Unternehmen fordern weniger Bürokratie

Seit Anfang des Jahres gibt es in Hessen etwas, was es so in Deutschland kein zweites Mal gibt: Als erstes und bisher einziges Bundesland verfügt Hessen seitdem über einen „Entbürokratisierungsminister“. Sein Name: Manfred Pentz. Sein Ziel: Den Paragraphen-Dschungel lichten. Von Anfang an hat Manfred Pentz dabei auch durchklingen lassen, wie er sich seine Arbeit vorstellt: Er bittet Betroffene, ihm genau zu schildern, welche bürokratischen Hürden ihnen das Leben besonders schwer machen. Mehrere hessische Berufskammern nehmen den Minister nun beim Wort – und machen ganz konkrete Vorschläge zum Bürokratie-Abbau.

In der Werkstatt von Stefan Füll in Wiesbaden stehen 41 Leitern. Die sind in dem Maler- und Lackiererbetrieb natürlich im Dauereinsatz – etwa, wenn Innenräume frisch gestrichen werden. Doch Vorsicht: Leiter ist nicht gleich Leiter. Die einen sind schon etwas älter und verfügen nicht wie dieses neuere Modell über extra breite Stufen. Macht in der Praxis kaum einen Unterschied – und wird doch streng unterschieden. Denn laut einer neuen Verordnung dürfen Stefan Füll und seine 17 Mitarbeiter die alten Leitern nur noch für Inspektionszwecke nutzen. Sobald aber jemand einen Pinsel in die Hand nimmt, darf nur noch eine Leiter mit extra breiten Trittbrettern benutzt werden.
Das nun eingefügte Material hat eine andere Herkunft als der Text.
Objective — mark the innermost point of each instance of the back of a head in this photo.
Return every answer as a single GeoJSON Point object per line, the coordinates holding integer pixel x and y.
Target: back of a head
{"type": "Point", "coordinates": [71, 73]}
Doch damit nicht genug: Zu allem Überfluss muss Malermeister Füll auch noch ein so genanntes „Leiterbuch“ führen, in dem alle Leiter-Einsätze akribisch genau festgehalten werden: Für den Handwerksmeister Bürokratie-Irrsinn wie aus dem Lehrbuch. So wie auch diese kleinen Aufkleber auf jedem noch so kleinen Elektrogerät in seiner Firma.
Stefan Füll, Füll Malerwerkstätten Wiesbaden: „E-Check-Zeichen nennt sich das. Wir müssen jedes elektrische Gerät, ob auf Baustelle oder im Büro, das verwendet wird, alle 2 Jahre mal überprüfen lassen. Oder es kommt etwas Neues dazu, dann auch immer zwischendurch gleich wieder. Selbst neue Geräte, die gerade erst zu Corona-Zeiten angeschafft wurden, Festnetz-PCs auf Laptops umgestellt haben, braucht heute alles ein E-Check-Zeichen, bevor es überhaupt benutzt werden darf.“
Kosten für die Überprüfung: Rund 1000 Euro. Für nichts und wieder nichts – schließlich kommt in Deutschland ohnehin kein Elektrogerät ohne TÜV- und Sicherheitssiegel in den Handel. Nur zwei Beispiele von vielen, die zeigen: Da läuft etwas schief in unserem Land. Findet auch Kirsten Schoder-Steinmüller vom hessischen Industrie- und Handelskammertag.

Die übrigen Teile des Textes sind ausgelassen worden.